Paint It White


On October 5, there were two tragedies. The first, under cover of twilight in New York City, unfolded after a thousands-strong Occupy Wall Street march against economic inequality. Some occupiers thought they might take their first amendment rights for a stroll down Wall Street, a public street, and got pepper sprayed, thrown on the concrete, and carted off by armed men in the bankshadows of the financial district. But the second tragedy wiped the first clean from the headlines: Steve Jobs was dead. The New York Times’s website that night was a digital shrine to the CEO — to his vision, to his crankiness, his influence, his craftsmanship, his turtlenecks. Because who but Steve Jobs would’ve had the cartoon-like ability to wear only black turtlenecks? Was he merely a hero, or was he a god?
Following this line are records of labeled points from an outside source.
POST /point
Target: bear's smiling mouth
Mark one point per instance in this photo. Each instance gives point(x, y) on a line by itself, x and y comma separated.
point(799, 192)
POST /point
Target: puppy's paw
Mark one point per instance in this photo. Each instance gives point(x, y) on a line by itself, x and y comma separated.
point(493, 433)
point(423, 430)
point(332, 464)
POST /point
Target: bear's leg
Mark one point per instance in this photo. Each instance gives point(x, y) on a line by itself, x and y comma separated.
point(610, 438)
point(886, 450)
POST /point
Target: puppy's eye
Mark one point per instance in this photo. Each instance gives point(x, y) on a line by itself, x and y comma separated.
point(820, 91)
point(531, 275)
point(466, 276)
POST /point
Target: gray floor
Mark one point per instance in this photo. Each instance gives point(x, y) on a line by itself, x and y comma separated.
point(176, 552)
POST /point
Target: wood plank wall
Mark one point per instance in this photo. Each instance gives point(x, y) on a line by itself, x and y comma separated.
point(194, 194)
More interesting than the Times’s homage was the reaction of an array of lefties: not just Occupiers, who mourned Jobs in Liberty Square, but many self-described progressives testifying to their grief on Facebook, Twitter, and at Apple stores. Mourners downloaded candle apps onto their iPads and held them mournfully aloft. The global display of grief for this particular CEO, even among those actively battling his fellow 1%ers, was at least a little surprising. His hero status is, by any left-wing criteria, undeserved. And his particularly hip brand, and its quasi-countercultural messaging, have been the disguise with which Jobs has gotten away with murder, sometimes quite literally, in his quest to turn his expensive little gadgets into the vehicles of our individual liberation.
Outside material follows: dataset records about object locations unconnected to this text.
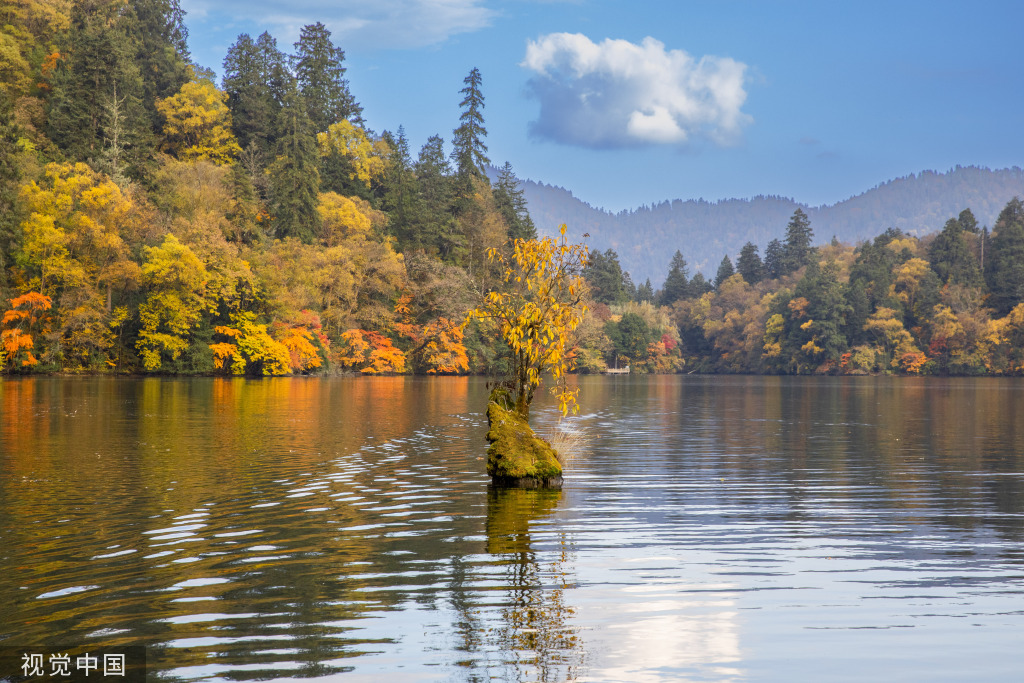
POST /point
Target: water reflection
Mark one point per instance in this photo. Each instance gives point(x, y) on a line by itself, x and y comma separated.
point(718, 528)
point(535, 634)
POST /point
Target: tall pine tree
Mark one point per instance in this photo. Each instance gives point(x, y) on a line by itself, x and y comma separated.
point(1005, 259)
point(294, 179)
point(797, 252)
point(98, 71)
point(511, 204)
point(951, 257)
point(317, 65)
point(256, 79)
point(749, 264)
point(676, 284)
point(163, 50)
point(469, 152)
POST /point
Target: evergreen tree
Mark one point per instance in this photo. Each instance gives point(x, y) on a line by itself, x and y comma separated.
point(645, 293)
point(873, 268)
point(1005, 258)
point(469, 153)
point(818, 335)
point(749, 264)
point(98, 70)
point(604, 274)
point(511, 204)
point(631, 337)
point(9, 231)
point(401, 196)
point(322, 79)
point(798, 243)
point(774, 257)
point(294, 179)
point(439, 233)
point(163, 50)
point(629, 287)
point(725, 270)
point(676, 284)
point(968, 221)
point(951, 257)
point(256, 79)
point(698, 287)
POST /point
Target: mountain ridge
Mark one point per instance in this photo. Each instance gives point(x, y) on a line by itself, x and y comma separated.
point(704, 230)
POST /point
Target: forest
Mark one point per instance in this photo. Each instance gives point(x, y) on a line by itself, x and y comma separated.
point(155, 221)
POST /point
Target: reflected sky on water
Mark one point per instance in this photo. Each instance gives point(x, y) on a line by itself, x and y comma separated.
point(711, 528)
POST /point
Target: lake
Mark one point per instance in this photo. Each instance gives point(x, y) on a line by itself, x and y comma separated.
point(710, 528)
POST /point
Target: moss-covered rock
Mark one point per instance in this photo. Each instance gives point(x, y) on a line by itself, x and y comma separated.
point(517, 457)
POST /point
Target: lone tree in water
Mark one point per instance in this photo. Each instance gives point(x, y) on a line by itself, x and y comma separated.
point(537, 311)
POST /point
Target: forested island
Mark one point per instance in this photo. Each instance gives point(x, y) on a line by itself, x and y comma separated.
point(154, 221)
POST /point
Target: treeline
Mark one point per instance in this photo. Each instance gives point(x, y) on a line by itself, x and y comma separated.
point(947, 303)
point(154, 221)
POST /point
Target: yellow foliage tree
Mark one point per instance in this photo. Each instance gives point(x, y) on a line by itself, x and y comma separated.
point(371, 353)
point(198, 124)
point(341, 217)
point(176, 281)
point(369, 158)
point(76, 247)
point(253, 351)
point(541, 304)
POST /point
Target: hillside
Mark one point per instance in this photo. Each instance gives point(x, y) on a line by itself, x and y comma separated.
point(646, 238)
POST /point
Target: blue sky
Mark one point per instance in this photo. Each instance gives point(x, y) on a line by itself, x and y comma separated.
point(632, 103)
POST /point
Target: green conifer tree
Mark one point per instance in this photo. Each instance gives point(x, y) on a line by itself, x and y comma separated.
point(469, 152)
point(256, 80)
point(317, 65)
point(1005, 259)
point(98, 69)
point(676, 284)
point(294, 178)
point(749, 264)
point(511, 204)
point(725, 270)
point(952, 259)
point(797, 252)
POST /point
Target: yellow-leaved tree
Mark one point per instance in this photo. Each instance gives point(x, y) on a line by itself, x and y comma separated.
point(540, 305)
point(368, 158)
point(198, 124)
point(177, 299)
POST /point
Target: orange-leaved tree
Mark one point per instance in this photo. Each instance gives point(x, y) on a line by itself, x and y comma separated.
point(254, 351)
point(537, 309)
point(29, 314)
point(371, 353)
point(443, 352)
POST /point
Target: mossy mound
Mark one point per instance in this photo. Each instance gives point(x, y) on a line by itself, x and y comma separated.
point(516, 456)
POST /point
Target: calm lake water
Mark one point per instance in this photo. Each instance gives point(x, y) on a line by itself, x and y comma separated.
point(711, 528)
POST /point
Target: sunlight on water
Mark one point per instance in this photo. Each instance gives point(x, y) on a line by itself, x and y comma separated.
point(710, 529)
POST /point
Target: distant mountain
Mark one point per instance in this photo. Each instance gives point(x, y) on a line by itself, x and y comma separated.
point(705, 231)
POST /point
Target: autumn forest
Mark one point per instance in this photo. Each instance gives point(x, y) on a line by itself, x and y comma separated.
point(154, 220)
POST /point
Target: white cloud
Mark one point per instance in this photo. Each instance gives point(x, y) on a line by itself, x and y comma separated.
point(619, 93)
point(378, 24)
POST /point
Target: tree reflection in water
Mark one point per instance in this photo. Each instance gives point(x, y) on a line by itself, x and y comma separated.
point(530, 629)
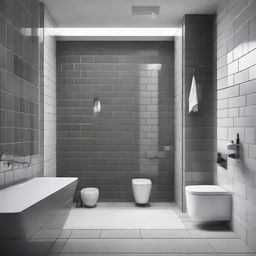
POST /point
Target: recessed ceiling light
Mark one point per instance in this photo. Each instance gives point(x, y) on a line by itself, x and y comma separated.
point(113, 32)
point(145, 10)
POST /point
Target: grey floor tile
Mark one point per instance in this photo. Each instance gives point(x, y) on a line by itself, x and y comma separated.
point(134, 246)
point(212, 234)
point(120, 233)
point(58, 245)
point(46, 234)
point(30, 247)
point(164, 233)
point(85, 233)
point(229, 245)
point(65, 233)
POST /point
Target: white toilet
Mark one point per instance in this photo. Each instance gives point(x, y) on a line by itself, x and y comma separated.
point(208, 203)
point(141, 190)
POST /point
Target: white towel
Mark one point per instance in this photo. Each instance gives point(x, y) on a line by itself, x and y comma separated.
point(193, 101)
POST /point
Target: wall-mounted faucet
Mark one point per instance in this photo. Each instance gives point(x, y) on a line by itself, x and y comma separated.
point(12, 160)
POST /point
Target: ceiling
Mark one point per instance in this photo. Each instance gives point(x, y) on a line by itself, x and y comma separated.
point(118, 13)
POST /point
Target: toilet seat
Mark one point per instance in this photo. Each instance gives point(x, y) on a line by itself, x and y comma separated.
point(208, 203)
point(206, 190)
point(141, 182)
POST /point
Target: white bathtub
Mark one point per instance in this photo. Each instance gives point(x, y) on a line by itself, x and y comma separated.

For months now, the long divided American Left has pursued a different sort of liberation, unifying under the capacious banner of “99%.” A whole movement has taken shape, at last, to empower working people. Apple has always stood on the other side of this battle. As journalists Donald L. Barlett and James B. Steele noted, “after only one generation, all the Apple manufacturing jobs in America disappeared, as the work of building and assembling the machines was turned over to laborers in sweatshops in China and other countries.” In 2011, Apple admitted that some of its Chinese factory workers had developed cancer in these factories. Jobs’s company found the discovery an opportunity to celebrate the effectiveness of Apple’s auditing process, which had uncovered the abuses, even as, according to ABC News, the company “admitted that some of its workers in China have been poisoned and that many are regularly working in unsafe conditions.” The enormous public anxiety expended on Jobs’s own cancer travails could not stand in starker contrast to the flippancy with which he threw away the health of his most vulnerable employees.